I want to dynamically change the behaviour of a method of a class, so I implemented these method calling the operator() of a std::function holding a copy of one lambda function, that depends on some values known only after the class construction, at a time.
The lambdas change the state of the class, so they reset a container holding the behaviours of all dynamic methods.
Executing the above idea I was not able to access the capture list of the lamba after resetting the container.

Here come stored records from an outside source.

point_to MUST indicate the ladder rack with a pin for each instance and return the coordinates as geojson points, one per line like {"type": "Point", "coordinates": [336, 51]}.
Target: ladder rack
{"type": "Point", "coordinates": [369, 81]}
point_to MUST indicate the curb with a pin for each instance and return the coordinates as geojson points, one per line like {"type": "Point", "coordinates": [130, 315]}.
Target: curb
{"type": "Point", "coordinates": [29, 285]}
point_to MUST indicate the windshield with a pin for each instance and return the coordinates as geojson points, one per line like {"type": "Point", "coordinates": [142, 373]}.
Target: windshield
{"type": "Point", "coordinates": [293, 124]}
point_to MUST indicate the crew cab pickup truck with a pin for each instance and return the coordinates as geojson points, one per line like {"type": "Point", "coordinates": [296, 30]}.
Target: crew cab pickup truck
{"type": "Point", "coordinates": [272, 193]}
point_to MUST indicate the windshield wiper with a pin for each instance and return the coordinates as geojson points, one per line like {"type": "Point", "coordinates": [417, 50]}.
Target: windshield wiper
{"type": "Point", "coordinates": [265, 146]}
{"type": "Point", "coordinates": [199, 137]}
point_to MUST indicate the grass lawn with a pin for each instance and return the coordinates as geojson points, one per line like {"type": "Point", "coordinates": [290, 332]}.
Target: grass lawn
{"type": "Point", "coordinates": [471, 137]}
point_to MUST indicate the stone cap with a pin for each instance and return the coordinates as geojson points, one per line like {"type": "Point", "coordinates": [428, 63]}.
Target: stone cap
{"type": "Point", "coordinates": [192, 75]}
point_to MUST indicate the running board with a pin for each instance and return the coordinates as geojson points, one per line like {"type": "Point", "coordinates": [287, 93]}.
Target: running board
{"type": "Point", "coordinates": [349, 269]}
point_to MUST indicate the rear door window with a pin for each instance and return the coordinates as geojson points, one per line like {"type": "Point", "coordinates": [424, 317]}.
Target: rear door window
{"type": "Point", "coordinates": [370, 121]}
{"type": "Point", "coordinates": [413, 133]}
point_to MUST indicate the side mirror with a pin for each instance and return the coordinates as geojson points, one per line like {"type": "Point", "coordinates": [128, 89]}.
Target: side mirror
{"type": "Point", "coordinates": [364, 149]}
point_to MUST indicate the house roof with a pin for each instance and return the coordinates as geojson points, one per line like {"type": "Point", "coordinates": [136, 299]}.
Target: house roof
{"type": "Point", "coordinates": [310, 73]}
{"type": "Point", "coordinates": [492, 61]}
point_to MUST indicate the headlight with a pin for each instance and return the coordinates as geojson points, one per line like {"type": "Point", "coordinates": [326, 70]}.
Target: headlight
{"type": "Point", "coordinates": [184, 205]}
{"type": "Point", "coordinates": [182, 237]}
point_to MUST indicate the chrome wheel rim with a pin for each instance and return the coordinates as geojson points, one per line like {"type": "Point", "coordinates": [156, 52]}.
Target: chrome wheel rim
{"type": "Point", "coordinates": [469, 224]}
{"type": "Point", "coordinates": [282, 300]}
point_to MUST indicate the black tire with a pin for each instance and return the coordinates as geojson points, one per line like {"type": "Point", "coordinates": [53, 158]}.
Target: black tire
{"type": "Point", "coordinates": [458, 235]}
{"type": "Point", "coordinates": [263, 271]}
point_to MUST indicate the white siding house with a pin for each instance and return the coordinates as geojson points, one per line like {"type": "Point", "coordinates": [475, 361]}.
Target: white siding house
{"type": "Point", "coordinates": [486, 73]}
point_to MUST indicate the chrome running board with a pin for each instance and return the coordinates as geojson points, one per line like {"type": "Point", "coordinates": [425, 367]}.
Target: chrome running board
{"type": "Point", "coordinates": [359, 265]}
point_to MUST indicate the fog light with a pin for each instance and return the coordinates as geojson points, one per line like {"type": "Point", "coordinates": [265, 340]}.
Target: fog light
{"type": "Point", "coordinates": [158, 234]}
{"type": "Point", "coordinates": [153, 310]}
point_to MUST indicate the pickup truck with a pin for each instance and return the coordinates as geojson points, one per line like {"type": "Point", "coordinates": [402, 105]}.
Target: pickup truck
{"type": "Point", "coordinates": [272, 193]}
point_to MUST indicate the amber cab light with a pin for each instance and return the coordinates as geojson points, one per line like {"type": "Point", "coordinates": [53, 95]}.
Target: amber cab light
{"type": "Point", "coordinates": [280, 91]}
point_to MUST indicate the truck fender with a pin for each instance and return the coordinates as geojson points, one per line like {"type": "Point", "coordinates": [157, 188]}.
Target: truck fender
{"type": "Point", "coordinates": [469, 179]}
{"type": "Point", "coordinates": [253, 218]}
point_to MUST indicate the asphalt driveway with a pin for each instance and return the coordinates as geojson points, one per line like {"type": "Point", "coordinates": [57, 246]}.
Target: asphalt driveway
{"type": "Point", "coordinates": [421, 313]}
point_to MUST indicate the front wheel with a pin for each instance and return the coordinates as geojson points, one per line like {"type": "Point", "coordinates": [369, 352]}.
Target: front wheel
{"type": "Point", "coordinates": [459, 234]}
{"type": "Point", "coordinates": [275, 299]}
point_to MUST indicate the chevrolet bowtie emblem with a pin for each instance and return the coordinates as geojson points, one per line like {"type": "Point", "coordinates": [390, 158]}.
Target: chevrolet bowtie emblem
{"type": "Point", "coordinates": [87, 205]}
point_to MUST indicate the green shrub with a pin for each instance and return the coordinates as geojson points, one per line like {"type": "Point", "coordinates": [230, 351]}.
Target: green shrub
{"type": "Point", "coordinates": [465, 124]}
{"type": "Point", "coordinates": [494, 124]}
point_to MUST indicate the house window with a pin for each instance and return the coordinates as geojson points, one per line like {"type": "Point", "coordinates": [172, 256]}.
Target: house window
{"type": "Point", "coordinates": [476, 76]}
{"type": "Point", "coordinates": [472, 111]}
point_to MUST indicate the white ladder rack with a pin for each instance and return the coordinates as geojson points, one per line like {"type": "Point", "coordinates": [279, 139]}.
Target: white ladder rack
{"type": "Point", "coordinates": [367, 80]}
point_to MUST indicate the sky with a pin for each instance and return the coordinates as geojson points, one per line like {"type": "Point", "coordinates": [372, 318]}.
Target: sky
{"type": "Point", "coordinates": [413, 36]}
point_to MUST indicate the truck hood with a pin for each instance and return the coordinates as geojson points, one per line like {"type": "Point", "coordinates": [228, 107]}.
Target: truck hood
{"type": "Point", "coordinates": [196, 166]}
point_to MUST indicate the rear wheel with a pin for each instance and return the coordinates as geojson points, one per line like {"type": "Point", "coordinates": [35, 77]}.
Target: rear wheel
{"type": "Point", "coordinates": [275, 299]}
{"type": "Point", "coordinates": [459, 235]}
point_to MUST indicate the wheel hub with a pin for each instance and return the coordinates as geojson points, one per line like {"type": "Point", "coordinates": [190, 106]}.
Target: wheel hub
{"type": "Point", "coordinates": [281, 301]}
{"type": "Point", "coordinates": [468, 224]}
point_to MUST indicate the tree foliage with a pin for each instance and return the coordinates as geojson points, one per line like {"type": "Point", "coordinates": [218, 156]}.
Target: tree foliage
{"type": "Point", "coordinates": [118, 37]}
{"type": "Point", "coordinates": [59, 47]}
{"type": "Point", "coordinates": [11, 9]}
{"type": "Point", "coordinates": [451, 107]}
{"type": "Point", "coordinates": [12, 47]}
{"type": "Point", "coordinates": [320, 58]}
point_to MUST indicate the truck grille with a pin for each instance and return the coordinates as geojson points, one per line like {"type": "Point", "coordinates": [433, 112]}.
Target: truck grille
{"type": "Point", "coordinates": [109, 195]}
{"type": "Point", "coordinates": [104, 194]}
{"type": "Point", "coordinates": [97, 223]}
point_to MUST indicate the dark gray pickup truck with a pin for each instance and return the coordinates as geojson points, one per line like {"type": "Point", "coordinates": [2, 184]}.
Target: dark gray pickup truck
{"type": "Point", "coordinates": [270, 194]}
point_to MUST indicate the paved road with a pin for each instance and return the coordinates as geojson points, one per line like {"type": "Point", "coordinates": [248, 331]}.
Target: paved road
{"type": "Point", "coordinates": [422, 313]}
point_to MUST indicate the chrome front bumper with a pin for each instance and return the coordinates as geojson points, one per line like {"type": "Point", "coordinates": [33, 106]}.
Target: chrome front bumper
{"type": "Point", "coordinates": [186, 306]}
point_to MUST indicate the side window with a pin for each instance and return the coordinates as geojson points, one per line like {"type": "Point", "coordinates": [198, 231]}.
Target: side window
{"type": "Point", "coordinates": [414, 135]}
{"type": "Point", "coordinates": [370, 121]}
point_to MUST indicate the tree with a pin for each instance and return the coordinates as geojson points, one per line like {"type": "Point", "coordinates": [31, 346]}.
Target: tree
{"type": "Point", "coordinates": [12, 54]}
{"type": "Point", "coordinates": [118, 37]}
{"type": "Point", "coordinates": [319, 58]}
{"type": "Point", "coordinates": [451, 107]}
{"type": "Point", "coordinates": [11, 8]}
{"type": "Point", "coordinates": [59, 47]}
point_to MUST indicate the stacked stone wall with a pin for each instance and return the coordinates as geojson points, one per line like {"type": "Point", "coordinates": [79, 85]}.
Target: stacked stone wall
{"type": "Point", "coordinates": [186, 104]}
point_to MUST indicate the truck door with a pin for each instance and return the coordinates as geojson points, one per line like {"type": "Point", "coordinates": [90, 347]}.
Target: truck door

The following snippet reproduces the problem:
std::vector< std::function<void(std::string)> > vector;
int main() {
//Change class state when variable value will be known
std::string variableValue = "hello";
auto function = [variableValue](std::string arg) {
std::cout <<"From capture list, before: "<< variableValue << std::endl;
std::cout <<"From arg, before: " << arg << std::endl;
vector.clear();
std::cout << "From capture list, after: " << variableValue << std::endl;
std::cout << "From arg, after: " << arg << std::endl;
};
vector.push_back(function);
//Dynamic method execution
vector[0](variableValue);
return 0;
}
Producing output:
From capture list, before: hello
From arg, before: hello
From capture list, after:
From arg, after: hello
where variableValue is invalidated after vector was clean.
Is the capture list invalidation an expected result? Is safe using any other local variable, not only in the capture list, after calling std::function destructor? Is there a suggested way / pattern to accomplish the same behaviour in a safer way (excluding huge switches/if on class states)?